Alerte à la pollution

Depuis quelques jours, les rivières de Serbie sont menacées par une grave pollution au plomb et au phénol, une substance extrêmement toxique. Les causes de cette pollution se trouveraient au Kosovo, et alimentent une nouvelle polémique entre Belgrade et l’administration internationale de la province.
De notre correspondante dans le Balkans

A Belgrade, des taux de concentration de phénol 300 fois supérieurs à la normale ont été relevés dans les eaux de la rivière Sitnica, et de 50 fois supérieurs dans celles de l’Ibar. Depuis une semaine, les quelque 100 000 habitants de la ville de Kraljevo, en Serbie centrale, ont reçu l’interdiction de boire l’eau du robinet. Les journaux rapportent depuis quelques jours les dégâts que subissent les écosystèmes des deux rivières. Les poissons meurent en masse. Dans plusieurs communes du nord – serbe – du Kosovo, il a également été déconseillé aux habitants de boire l’eau des puits.

Les causes de cette pollution se trouveraient effectivement au Kosovo. La centrale thermoélectrique d’Obilic, près de Pristina, ayant rejeté des eaux polluées qui se seraient infiltrées dans les rivières et la nappe phréatique. Cette centrale à la technologie archaïque et au fonctionnement plus qu’irrégulier représente, en effet, une véritable bombe écologique à retardement pour toute la région.
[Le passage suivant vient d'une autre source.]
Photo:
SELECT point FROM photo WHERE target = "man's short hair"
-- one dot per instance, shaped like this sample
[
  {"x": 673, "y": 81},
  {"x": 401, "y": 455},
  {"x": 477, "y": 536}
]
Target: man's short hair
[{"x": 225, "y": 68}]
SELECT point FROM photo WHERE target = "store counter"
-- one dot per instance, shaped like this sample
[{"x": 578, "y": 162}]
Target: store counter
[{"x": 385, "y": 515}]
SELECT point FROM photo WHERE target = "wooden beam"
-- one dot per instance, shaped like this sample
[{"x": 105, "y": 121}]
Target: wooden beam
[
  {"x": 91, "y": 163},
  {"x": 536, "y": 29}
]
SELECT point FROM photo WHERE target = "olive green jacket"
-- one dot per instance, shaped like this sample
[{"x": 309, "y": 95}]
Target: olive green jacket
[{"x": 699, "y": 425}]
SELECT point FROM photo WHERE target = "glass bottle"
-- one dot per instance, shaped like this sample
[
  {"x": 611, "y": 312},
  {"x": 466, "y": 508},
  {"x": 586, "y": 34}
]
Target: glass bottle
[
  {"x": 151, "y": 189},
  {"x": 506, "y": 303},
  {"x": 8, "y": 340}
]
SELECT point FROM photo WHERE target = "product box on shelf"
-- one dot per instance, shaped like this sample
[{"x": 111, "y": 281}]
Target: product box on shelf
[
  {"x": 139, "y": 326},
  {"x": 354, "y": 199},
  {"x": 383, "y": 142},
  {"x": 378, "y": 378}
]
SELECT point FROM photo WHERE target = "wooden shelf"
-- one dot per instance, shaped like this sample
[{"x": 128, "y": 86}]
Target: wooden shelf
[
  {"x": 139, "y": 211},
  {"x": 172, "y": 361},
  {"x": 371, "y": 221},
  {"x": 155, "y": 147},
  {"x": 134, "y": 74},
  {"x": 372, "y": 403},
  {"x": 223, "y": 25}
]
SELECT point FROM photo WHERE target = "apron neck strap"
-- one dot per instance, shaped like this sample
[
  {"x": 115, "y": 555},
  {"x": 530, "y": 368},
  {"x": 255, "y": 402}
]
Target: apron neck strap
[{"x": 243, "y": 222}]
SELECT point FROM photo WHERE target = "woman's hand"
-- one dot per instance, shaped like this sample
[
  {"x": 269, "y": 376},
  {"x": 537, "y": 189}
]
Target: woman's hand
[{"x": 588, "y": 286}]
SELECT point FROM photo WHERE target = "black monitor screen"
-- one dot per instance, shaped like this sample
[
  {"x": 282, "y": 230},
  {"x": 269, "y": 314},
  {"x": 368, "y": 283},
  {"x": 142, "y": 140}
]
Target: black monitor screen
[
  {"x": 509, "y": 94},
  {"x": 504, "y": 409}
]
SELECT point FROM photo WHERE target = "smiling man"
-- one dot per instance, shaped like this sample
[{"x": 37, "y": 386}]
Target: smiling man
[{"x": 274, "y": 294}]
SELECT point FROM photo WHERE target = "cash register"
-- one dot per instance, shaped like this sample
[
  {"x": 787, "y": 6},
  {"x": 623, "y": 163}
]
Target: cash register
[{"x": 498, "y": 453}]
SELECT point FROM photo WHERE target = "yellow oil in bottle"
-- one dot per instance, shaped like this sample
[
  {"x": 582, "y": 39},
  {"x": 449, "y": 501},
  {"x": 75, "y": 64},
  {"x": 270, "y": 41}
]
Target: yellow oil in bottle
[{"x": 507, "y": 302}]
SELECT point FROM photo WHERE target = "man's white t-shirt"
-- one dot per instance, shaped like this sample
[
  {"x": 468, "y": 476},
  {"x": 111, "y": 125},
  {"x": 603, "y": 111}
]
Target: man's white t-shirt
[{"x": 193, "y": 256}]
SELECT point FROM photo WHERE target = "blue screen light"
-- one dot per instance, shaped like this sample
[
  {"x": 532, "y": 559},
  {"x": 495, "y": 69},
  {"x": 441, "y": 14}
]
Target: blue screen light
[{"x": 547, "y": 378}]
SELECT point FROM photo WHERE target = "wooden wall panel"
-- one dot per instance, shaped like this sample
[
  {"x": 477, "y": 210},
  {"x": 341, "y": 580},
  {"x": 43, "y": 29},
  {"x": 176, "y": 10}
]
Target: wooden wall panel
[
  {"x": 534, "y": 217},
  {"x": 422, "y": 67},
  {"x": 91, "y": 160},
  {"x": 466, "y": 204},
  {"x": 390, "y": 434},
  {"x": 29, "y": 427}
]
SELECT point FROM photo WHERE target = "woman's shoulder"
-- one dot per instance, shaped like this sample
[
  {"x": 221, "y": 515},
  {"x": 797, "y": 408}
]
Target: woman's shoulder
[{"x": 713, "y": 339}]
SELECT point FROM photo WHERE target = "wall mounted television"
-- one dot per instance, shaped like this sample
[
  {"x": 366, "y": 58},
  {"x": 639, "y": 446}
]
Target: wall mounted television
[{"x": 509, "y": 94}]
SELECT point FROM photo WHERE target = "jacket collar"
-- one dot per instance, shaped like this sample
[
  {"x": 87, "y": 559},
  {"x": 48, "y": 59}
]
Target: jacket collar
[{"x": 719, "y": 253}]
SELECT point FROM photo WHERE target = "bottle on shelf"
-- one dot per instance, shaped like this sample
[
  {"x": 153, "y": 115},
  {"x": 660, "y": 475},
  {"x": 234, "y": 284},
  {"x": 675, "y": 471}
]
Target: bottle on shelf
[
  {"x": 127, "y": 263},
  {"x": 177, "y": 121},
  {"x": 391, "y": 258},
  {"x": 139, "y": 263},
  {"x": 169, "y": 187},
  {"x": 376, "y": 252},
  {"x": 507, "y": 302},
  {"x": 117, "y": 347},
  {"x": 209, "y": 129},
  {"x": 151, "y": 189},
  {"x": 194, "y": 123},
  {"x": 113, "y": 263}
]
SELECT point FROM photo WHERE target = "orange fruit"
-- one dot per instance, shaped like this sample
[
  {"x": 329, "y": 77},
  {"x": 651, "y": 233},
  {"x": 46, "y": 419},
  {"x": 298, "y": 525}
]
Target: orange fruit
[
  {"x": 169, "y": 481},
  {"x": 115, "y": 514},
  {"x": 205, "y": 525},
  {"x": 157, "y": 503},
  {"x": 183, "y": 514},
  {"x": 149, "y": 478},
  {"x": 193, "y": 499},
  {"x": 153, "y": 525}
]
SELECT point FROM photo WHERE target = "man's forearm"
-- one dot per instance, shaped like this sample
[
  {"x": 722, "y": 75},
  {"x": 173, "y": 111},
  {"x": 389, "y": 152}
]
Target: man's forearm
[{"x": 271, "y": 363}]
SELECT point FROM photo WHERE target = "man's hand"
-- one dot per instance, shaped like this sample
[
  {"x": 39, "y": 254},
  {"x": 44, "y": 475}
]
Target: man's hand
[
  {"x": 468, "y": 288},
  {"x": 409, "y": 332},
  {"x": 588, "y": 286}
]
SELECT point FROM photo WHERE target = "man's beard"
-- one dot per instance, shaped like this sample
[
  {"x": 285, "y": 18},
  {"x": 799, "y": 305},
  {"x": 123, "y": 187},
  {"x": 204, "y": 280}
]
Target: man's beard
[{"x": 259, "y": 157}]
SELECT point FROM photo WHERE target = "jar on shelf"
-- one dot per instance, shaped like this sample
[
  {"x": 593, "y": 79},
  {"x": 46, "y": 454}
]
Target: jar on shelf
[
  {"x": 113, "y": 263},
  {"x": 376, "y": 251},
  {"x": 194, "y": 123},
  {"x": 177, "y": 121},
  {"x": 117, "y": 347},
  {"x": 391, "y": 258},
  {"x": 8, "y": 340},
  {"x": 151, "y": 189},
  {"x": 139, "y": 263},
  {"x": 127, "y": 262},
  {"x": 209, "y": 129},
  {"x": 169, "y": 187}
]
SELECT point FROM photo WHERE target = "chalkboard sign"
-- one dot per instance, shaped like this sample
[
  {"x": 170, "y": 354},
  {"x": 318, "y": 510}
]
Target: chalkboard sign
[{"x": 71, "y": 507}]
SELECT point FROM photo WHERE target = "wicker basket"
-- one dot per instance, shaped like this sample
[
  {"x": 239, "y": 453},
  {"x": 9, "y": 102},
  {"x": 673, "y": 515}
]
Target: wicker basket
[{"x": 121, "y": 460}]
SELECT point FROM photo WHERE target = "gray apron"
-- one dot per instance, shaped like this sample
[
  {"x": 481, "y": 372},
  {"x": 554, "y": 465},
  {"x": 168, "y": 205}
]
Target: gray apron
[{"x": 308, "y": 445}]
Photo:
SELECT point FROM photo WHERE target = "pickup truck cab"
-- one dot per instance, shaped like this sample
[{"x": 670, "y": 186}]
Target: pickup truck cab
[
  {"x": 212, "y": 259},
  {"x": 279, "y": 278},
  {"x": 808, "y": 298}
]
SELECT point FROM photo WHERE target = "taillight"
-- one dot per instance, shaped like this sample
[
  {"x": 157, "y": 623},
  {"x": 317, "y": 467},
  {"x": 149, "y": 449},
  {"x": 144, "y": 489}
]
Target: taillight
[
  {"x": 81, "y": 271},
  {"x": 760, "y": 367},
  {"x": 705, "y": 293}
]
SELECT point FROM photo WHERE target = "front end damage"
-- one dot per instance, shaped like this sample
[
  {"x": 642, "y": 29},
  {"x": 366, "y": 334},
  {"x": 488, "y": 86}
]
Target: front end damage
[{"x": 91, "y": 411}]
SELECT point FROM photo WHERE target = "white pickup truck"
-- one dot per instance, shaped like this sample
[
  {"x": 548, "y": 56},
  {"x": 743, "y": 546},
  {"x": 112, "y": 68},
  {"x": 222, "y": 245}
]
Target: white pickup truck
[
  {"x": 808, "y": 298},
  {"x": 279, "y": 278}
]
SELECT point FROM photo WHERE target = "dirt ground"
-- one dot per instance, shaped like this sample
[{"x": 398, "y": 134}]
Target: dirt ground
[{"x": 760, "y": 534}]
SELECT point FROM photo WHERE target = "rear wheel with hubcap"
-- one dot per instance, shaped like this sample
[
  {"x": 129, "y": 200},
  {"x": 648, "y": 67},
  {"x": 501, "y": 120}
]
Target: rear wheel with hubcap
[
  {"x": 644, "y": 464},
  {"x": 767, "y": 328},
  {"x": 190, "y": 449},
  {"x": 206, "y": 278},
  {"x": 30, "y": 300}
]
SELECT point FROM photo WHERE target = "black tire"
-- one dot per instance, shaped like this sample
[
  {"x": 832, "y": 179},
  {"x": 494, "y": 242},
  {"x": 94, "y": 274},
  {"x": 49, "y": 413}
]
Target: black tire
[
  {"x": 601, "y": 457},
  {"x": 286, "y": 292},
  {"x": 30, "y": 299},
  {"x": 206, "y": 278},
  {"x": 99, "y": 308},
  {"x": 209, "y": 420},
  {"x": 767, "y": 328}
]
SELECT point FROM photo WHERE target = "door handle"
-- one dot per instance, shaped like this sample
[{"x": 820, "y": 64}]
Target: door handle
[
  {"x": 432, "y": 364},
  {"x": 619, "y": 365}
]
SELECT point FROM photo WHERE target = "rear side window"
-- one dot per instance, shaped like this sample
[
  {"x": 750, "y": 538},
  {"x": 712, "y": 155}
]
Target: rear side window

Près de 750 tonnes de phénol à 40% de concentration seraient ainsi stockées dans le complexe d’Obilic. Les centrales Kosovo A et Kosovo B d’Obilic tombent sans cesse en panne, et les experts de la MINUK se sont toujours révélés incapables de maîtriser la technologie de ce complexe, pourtant construit en son temps par des ingénieurs de l’entreprise française Alstom.

Un dossier explosif

Il est vrai que le dossier de l’énergie et d’Obilic est l’un des plus explosifs qui soit au Kosovo. Alors que la province est soumise à de permanentes coupures de courant, des scandales de corruption ont à plusieurs reprises éclaboussé les responsables albanais de la centrale, ainsi que des fonctionnaires de la Mission des nations unies au Kosovo (MINUK). Jo Trutschler, un ressortissant allemand qui a dirigé la Compagnie d'électricité du Kosovo (KEK) a ainsi été arrêté, le 4 décembre dernier, pour des détournements de fonds s’élevant à 4,5 millions d’euros.

Le gouvernement serbe a officiellement protesté auprès de la MINUK, en se plaignant de ne pas avoir été informé du risque d’infiltrations de phénol pour les rivières qui coulent depuis le Kosovo vers la Serbie centrale, et en dénonçant également le fait que des experts yougoslaves n’aient pas eu le droit d’aller examiner la centrale d’Obilic. Le chef du Centre de coordination yougoslave pour le Kosovo, Nebojsa Covic, a cependant déclaré que des rendez-vous étaient prévus entre les équipes techniques de la MINUK et les experts du gouvernement de Serbie

La MINUK a expliqué que les premières enquêtes n’expliquaient pas les causes de l’augmentation du taux de phénol dans les eaux de l’Ibar, mais elles soulignent que la réglementation serbe ne tolère que des taux de concentration plus faibles que dans l’Union européenne. La MINUK, qui semble chercher à minimiser le danger, affirme que les analyses qu’elle a effectuées ne coïncident pas avec les données relevées en Serbie.

Belgrade, par contre, a décidé de jouer la carte de l’alarmisme, en multipliant les mises en garde à la population, et en évoquant une possible catastrophe écologique. L’occasion était en effet trop belle de dénoncer l’incurie des Nations unies. Au-delà de la bataille politique entre Belgrade et Pristina, le danger écologique, lui, est pourtant bien réel.